Mach einfach mal eine der optionen die ich Dir vorgeschlagen habe, dann wird es auch gehen.


----------



## rootless (14. Apr. 2009)

hallo

sorry für die verstpätete antwort.

grundsätzlich dachte ich das es so konfiguriert sei egal über welche domain /webmail zbsp immer aufrufbar ist.
wenn du schreibst, web für die anlegen -> also mache ich einen user, mit pfad zu diesen betroffenen ordnern und dann?

also bis jetzt hab ich das immer noch nicht zum laufen gebracht. muss ich sonst noch was beachten?


----------



## Till (15. Apr. 2009)

> grundsätzlich dachte ich das es so konfiguriert sei egal über welche domain /webmail zbsp immer aufrufbar ist.


Nein, das ist bei den Paketen der Linuxdistributionen nie der Fall.



> wenn du schreibst, web für die anlegen -> also mache ich einen user, mit pfad zu diesen betroffenen ordnern und dann?


Ein Web anlegen, keinen user. Du legst ein Web an und in dieses Web kannst Du beliebige Scripte installieren. Ein Webmail Programm oder phpmyadmin sind auch nur ein script. das kopiert man da einfach rein und passt ggf. noch dessen Konfigurationsdatei an.


----------



## rootless (15. Apr. 2009)

okay. danke till, ich werds gleichmal probieren.

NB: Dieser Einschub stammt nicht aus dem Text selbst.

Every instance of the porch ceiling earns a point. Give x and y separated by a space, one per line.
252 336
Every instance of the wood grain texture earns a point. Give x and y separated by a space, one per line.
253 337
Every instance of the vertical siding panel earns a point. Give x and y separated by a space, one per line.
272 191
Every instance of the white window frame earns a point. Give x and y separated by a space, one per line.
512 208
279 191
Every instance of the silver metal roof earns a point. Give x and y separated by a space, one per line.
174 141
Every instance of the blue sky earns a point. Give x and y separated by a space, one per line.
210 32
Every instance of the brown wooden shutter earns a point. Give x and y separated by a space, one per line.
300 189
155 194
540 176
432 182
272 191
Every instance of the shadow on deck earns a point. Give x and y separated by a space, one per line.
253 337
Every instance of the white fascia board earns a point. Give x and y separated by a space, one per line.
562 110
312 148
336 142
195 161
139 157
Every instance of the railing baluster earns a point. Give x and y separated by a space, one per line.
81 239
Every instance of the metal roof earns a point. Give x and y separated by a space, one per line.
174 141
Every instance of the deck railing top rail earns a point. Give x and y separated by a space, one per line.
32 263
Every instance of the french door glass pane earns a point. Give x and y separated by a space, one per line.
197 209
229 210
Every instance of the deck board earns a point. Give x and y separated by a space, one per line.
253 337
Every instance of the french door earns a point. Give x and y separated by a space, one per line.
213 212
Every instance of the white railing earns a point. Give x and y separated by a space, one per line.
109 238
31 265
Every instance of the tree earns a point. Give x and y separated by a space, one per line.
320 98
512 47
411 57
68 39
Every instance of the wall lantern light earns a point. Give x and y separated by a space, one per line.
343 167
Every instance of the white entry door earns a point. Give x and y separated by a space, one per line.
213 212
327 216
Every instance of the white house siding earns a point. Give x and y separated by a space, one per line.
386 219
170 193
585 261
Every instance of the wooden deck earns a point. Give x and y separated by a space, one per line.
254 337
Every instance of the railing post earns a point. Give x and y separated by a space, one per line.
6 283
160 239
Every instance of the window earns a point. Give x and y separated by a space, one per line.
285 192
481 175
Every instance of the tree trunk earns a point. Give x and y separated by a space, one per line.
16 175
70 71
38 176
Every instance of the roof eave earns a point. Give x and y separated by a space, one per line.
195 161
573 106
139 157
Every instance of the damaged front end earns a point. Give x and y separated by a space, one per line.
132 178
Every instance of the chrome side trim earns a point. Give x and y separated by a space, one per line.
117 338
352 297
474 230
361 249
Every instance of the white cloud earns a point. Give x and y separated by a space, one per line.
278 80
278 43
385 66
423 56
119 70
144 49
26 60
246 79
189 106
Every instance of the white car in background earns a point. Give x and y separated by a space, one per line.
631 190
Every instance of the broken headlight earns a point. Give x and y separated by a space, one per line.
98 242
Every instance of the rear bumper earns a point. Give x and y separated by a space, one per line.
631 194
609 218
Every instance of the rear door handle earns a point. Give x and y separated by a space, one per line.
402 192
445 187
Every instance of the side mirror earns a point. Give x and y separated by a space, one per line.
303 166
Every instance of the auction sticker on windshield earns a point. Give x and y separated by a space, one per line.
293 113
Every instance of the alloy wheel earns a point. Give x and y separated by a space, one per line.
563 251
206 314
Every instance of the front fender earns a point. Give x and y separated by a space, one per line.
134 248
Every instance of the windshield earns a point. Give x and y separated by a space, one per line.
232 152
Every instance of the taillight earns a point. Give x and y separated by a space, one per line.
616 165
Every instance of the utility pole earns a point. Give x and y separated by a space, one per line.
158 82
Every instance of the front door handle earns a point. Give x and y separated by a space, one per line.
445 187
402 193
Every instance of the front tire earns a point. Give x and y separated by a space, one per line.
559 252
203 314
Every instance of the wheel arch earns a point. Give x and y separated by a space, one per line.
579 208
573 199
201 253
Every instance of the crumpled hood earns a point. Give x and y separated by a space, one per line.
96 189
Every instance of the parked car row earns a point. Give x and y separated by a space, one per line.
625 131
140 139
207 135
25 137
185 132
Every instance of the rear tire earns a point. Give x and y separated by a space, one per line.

aber da sehe ich gerade das das nächste problem auftaucht. und zwar sagen wir mal wir haben 3 domains eingerichtet (ps: nur das du es weisst, hab alles nochmal frisch installiert, schritt für schritt nach der anleitung und ohne fehler)

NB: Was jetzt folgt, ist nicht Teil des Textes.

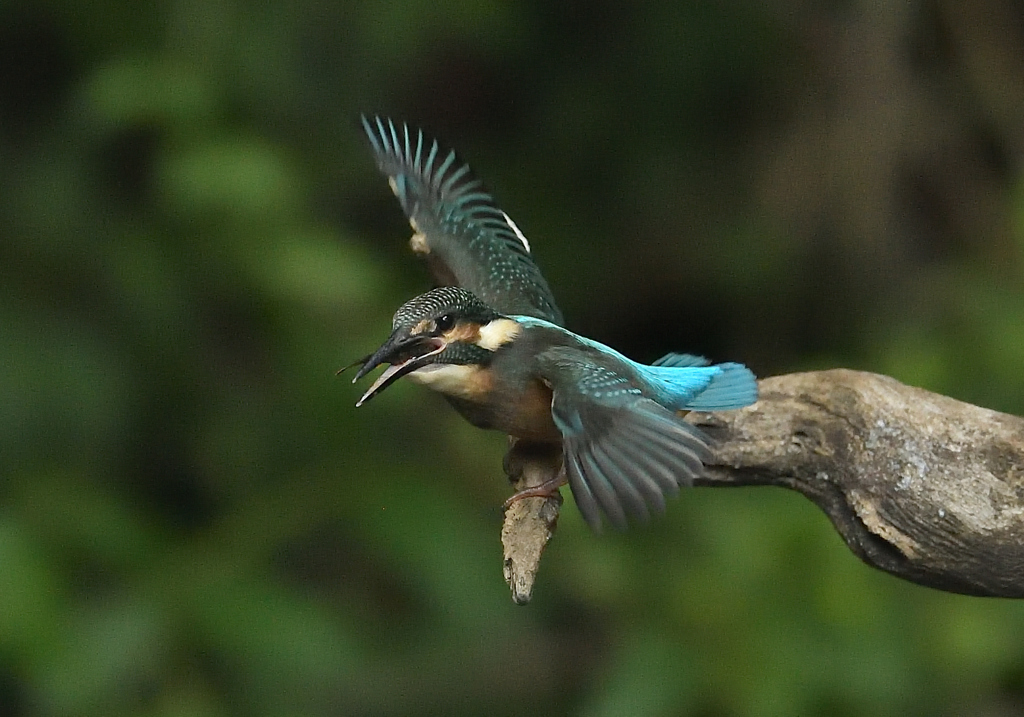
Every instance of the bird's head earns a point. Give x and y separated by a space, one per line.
444 327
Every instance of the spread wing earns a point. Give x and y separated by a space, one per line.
465 238
624 453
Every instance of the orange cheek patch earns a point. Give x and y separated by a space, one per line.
469 333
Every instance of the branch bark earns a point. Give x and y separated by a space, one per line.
919 484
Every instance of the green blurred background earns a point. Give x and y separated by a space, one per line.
196 520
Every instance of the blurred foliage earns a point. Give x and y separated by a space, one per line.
195 520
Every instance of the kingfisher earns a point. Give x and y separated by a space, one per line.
489 338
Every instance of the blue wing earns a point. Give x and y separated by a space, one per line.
624 453
465 238
681 361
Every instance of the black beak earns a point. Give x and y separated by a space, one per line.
404 353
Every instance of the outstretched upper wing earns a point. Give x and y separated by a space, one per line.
624 453
466 239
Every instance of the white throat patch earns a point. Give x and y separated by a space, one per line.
498 333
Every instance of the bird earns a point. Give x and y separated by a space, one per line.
489 338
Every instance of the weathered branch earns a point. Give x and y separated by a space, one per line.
922 486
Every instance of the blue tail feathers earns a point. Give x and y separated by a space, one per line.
683 382
734 387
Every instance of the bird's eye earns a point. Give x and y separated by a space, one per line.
444 323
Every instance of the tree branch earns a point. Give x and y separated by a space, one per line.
919 484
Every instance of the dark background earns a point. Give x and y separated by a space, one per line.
196 520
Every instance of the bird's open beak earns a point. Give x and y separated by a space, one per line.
404 353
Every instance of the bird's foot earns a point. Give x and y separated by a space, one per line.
548 489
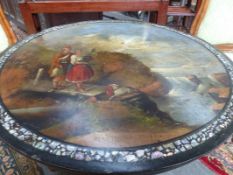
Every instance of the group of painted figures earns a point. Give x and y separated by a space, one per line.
71 67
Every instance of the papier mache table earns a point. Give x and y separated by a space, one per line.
114 97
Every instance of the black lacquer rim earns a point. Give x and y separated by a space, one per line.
211 134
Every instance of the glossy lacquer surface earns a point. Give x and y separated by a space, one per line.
114 92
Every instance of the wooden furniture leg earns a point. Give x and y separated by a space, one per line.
162 13
7 28
29 20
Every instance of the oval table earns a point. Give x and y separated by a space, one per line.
114 97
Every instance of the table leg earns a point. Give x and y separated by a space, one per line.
162 13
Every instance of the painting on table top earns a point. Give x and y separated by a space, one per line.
114 84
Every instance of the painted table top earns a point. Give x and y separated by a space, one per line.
114 97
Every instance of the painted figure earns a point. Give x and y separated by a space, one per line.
80 71
59 67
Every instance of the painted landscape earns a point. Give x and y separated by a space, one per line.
108 85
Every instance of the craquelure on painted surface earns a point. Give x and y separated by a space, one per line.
114 92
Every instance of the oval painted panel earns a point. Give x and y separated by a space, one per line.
113 85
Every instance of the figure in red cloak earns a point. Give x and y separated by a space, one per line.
80 71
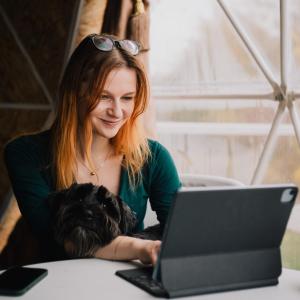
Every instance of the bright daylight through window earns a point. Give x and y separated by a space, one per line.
225 81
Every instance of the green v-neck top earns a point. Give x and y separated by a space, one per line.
28 162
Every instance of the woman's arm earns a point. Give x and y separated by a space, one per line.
164 181
129 248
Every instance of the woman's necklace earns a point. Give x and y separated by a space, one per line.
100 166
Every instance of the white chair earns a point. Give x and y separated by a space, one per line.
193 180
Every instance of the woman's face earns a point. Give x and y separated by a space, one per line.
116 103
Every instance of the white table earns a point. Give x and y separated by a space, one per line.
96 279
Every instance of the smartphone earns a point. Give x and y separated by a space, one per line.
17 280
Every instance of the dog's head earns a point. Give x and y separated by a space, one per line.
86 217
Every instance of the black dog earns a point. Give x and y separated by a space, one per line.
86 217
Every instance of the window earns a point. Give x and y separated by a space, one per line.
216 102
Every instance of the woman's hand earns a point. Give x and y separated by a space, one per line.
130 248
148 251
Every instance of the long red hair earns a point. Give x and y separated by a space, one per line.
79 92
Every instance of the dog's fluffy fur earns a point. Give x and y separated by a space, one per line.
86 217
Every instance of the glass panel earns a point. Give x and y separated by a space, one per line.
196 60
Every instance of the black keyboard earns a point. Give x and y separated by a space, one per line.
142 278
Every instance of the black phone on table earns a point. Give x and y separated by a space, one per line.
18 280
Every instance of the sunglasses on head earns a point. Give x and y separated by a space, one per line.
105 43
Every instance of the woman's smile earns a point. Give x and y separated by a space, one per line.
110 123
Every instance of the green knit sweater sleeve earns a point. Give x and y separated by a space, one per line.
26 165
164 181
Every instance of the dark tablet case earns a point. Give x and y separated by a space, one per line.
224 239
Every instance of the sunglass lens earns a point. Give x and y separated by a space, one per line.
103 43
130 46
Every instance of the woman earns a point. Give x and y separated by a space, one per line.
96 137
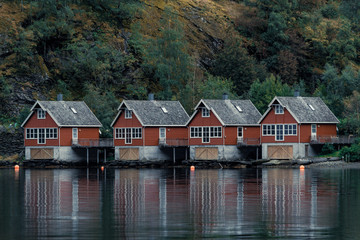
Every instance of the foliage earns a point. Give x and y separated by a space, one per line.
351 153
211 87
234 63
104 105
261 93
166 60
327 149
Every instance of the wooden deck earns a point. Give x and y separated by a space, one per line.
248 142
179 142
345 140
93 143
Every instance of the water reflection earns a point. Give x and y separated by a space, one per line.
151 204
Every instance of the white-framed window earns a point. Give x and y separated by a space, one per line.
41 114
128 139
128 114
279 109
137 133
31 133
119 133
51 133
205 112
41 136
195 132
206 135
215 132
240 132
162 133
269 130
279 132
290 129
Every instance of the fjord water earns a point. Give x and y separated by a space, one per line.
178 203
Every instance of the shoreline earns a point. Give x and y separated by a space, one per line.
307 163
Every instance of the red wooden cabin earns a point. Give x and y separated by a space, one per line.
53 128
219 127
292 125
143 128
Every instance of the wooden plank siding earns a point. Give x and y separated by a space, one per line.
323 130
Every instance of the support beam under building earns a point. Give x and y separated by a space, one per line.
87 156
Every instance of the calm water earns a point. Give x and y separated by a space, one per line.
153 204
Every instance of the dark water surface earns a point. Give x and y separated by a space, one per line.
177 203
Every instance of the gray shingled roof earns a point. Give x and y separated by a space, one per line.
300 109
150 113
62 114
229 115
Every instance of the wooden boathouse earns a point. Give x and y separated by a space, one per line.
145 130
225 130
62 130
297 127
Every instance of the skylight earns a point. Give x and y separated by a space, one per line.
164 109
238 108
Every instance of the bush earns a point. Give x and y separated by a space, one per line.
327 149
351 154
330 11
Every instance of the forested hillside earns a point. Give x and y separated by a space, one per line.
103 51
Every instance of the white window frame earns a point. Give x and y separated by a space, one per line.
160 133
279 109
215 132
128 134
41 114
242 132
195 132
205 112
119 133
270 129
31 133
51 133
204 134
39 133
136 133
128 114
279 127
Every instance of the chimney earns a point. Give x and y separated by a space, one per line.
59 97
225 96
297 93
151 97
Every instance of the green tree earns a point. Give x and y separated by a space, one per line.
166 60
234 63
261 93
104 105
211 87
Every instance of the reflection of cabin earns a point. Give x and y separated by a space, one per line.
144 129
292 124
54 128
221 129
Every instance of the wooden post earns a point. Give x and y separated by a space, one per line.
87 156
174 155
97 156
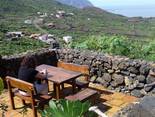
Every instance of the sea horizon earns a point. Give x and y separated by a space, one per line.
132 11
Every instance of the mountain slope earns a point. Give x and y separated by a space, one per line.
76 3
29 6
86 21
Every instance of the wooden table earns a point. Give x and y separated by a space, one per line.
59 76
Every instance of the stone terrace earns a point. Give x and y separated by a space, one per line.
109 102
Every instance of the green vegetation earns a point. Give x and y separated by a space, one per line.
19 46
66 108
1 85
136 40
118 45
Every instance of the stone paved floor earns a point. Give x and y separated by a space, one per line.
109 103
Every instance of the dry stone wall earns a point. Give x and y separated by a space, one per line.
115 73
9 65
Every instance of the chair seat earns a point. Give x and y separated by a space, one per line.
38 98
82 83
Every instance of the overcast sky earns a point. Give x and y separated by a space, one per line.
102 3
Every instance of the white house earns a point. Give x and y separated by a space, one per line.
67 39
28 21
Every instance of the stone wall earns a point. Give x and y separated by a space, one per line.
9 65
115 73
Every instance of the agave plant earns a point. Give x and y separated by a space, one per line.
1 85
66 108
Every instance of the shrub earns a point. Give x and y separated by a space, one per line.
66 108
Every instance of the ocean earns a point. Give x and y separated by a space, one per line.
132 11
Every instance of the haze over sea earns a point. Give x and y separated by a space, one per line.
130 8
132 11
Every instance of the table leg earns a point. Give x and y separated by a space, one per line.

ip server und server1.domain.com

domain1.com
domain2.com
domain3.com

ich hab als allererstes die domain1.com eingerichtet, da normale html dateien drin und das läuft per aufruf www.domain1.com
richte ich jetzt domain2.com und domain3.com ein dann wird mir immer das von domain1.com angezeigt, auch wenn ich jetzt die server ip oder server1.domain.com eingebe.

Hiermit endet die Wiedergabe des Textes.